Yes, this is another “best of” list and, either due to my own sense of importance (it’s my blog, humor me) or due to the fact that these books are fabulous, I am adding my list to the rest of those floating around the blogosphere.
So, without further ado, here are my favorite reads of 2011.
The Memory Palace by Mira Bartók is a moving memoir detailing Mira’s relationship with her mentally ill mother. Not only is this a creative and beautifully written story, it is one that contains the most haunting and emotionally accurate death scene that I have ever read. While other scenes depicting the death of loved ones may seem empty or tinged with insincerity, Bartók’s writing is genuine and this scene, in particular, cuts to the core of human emotion.
Where Angels Fear to Tread by E.M. Forster is a rich, perfectly crafted story. The two aspects of this story that really shine are the dialogue and the balance of emotions. The book is funny, it’s dark, it’s romantic, and it is the kind of book that can be interpreted in so many different ways. Better yet, it is a book that does not get bogged down in its themes.
Ursula Le Guin’s The Left Hand of Darkness was an instant favorite. Not only is this book the first science fiction story that I have read, it is one that speaks more to human nature than any other book I’ve come across–and the characters are not all human! The understanding, compassion, love, and courage of the characters, human and alien, are nearly tangible.
Never Let Me Go by Kazuo Ishiguro is one of those books that makes you look up and go “What?!” Not only does Ishiguro insert a shocking sub-culture, for lack of a better word, into modern society, his writing is so organic that he tricks you into believing it is possible! This is one of those stories that sticks with you long after you read the last page.
I fell in love with Graham Greene after reading only one page of The End of the Affair. This book is reflective without sacrificing its pace, it is driven by both the thoughts and the actions of its characters. I didn’t review this book because, quite frankly, I didn’t have time, but it is a must read and instantly became one of my favorites. I was also intrigued by the religious nature of the book and the idea that, in order to hate God, He must exist.
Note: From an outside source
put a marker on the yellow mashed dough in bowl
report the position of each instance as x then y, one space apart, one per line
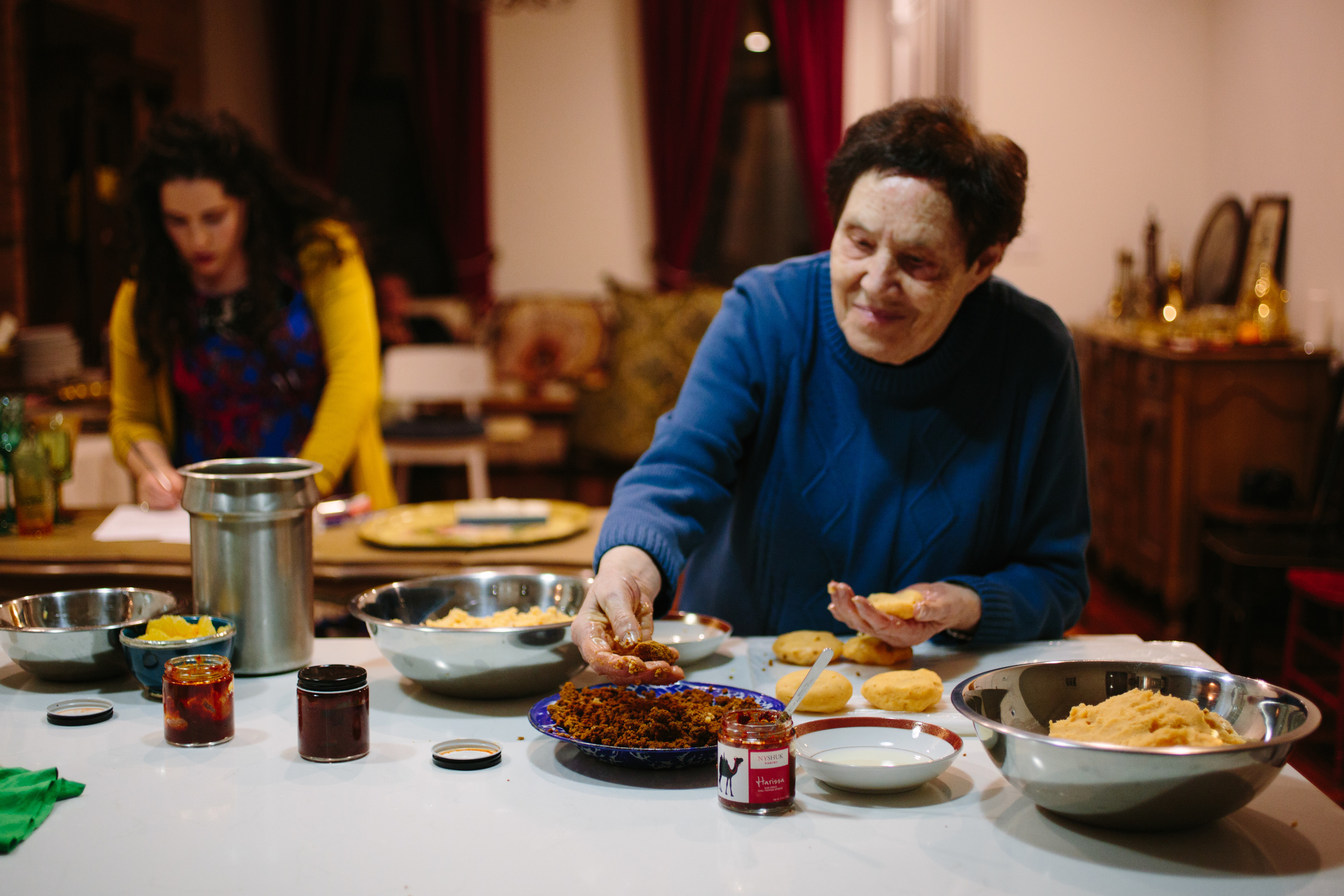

More of a contemporary novel than the classic titles that have so far dominated the list, Juliette Fay’s Deep Down True is fabulous because it is real. This story presents real people who have real problems. They are not exaggerated, overblown problems; they are problems that people face every day. I love the honesty of this story, which is written beautifully.
Wunderkind by Nikolai Grozni is a book that I really savored. Writing about music is not easy, but Grozni made me want to learn the piano. Not only are his characters interesting, they are unique. The actual writing is fluid, it is beautiful, and it puts words to the feelings that music evokes without seeming contrived. Basically, it is an honest, organic story that highlights the contrast between gorgeous music and the difficulties of living in communist Bulgaria.
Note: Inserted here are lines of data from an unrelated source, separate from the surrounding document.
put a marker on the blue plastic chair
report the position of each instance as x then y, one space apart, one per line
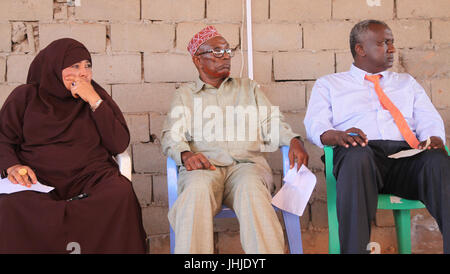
291 221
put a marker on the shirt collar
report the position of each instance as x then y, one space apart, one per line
359 74
199 84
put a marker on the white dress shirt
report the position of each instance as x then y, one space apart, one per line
344 100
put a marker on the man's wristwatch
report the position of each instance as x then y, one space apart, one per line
4 174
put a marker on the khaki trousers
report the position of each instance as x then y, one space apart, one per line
243 187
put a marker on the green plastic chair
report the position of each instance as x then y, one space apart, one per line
401 208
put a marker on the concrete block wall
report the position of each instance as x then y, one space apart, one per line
139 56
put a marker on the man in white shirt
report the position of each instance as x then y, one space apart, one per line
350 111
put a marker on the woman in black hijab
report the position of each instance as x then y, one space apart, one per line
63 129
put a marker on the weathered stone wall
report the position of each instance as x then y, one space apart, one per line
139 56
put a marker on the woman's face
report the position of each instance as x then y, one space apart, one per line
82 69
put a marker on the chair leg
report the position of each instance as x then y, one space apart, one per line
172 240
334 246
294 233
403 229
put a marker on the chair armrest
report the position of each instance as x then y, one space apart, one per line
172 178
124 161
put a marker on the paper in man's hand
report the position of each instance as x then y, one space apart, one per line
296 191
409 152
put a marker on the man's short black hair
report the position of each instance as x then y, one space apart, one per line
360 29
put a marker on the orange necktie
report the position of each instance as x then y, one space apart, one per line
387 104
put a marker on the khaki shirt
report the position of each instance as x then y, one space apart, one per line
231 123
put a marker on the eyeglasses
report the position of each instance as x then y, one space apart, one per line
219 53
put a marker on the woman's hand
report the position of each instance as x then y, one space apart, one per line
20 174
81 87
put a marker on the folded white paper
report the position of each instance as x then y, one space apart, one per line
409 152
296 191
7 187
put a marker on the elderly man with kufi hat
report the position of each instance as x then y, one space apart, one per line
217 163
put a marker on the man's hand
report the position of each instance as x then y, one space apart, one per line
193 161
352 136
436 143
20 174
297 153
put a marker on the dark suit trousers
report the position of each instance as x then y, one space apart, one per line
363 172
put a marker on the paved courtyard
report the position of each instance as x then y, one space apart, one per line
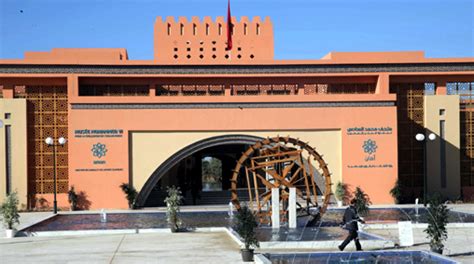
178 248
131 248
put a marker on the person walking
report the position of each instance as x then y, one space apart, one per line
350 223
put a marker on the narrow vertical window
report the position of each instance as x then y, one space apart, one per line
442 152
8 159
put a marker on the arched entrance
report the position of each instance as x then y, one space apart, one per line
187 163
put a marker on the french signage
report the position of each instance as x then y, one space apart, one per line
369 131
98 133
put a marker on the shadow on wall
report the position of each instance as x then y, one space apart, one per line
82 202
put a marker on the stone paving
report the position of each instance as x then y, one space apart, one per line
459 246
131 248
27 219
182 247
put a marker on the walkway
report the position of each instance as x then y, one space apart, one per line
137 248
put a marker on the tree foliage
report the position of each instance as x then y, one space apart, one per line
130 194
341 191
245 224
396 191
437 220
362 201
173 202
9 211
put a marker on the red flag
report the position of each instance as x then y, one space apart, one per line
230 28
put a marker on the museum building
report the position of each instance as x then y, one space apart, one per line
186 116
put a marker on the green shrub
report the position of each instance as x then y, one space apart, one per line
173 202
437 220
130 194
396 192
341 192
245 223
362 201
9 211
72 198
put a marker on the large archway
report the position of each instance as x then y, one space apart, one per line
188 151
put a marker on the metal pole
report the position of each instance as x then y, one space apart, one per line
54 173
425 187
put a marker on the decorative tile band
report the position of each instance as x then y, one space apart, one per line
231 105
236 69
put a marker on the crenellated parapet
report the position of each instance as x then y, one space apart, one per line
204 41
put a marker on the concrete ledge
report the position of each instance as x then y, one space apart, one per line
415 225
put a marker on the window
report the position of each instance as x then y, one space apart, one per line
442 152
8 159
430 88
465 90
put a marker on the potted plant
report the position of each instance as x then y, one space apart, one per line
72 198
245 224
9 213
437 221
396 192
362 201
130 194
340 193
173 202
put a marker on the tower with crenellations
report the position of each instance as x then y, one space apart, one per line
205 41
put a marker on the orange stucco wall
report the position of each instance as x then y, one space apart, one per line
375 173
102 187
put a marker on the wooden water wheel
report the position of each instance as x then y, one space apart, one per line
282 162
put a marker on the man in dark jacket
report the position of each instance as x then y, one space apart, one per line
350 223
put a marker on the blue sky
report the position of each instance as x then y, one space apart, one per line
303 29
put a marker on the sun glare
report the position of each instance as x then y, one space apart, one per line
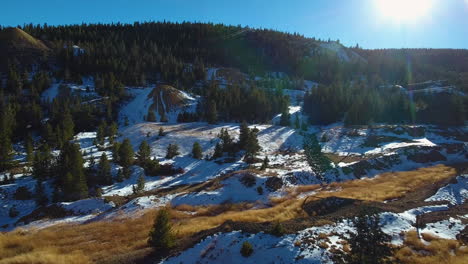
403 11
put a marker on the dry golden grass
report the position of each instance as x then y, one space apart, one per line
99 240
436 252
389 185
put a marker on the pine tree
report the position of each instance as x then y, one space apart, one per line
285 118
304 126
369 245
197 151
29 145
67 126
318 162
101 133
115 152
172 151
140 186
104 170
144 153
39 194
112 132
218 152
265 163
244 135
161 236
252 147
126 153
120 176
42 163
151 117
226 140
71 167
212 112
6 152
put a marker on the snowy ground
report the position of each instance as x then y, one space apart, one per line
284 148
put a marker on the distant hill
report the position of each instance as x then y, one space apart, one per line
18 46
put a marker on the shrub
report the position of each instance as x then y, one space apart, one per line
274 183
246 249
161 235
248 180
22 193
13 212
278 229
260 190
172 151
197 151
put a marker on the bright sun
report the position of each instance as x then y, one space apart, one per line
403 11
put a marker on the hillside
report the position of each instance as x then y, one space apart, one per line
232 144
17 45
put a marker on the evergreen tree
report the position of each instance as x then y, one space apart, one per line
164 117
140 186
252 147
39 194
227 141
42 163
126 153
72 171
285 118
161 236
161 132
318 162
212 112
6 152
144 153
120 176
369 245
172 151
115 152
265 163
244 135
29 145
101 133
297 123
218 152
104 170
112 132
197 151
67 126
151 116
Margaret George’s Elizabeth I does more than simply retell the story of Queen Elizabeth–it brings her to life. I love the many sides of Elizabeth that this story portrays, from her political attitudes to her reflections on love, loss, and the future. There was one scene in particular, when she was looking through her jewels deciding which to sell to keep England afloat, that really brought life to her character.
Love and Shame and Love by Peter Orner is a series of snapshots over several generations of the Popper family. These snapshots are often short, sometimes sad, sometimes funny, but always striking. Orner’s writing is superb and I did not want to put this book down.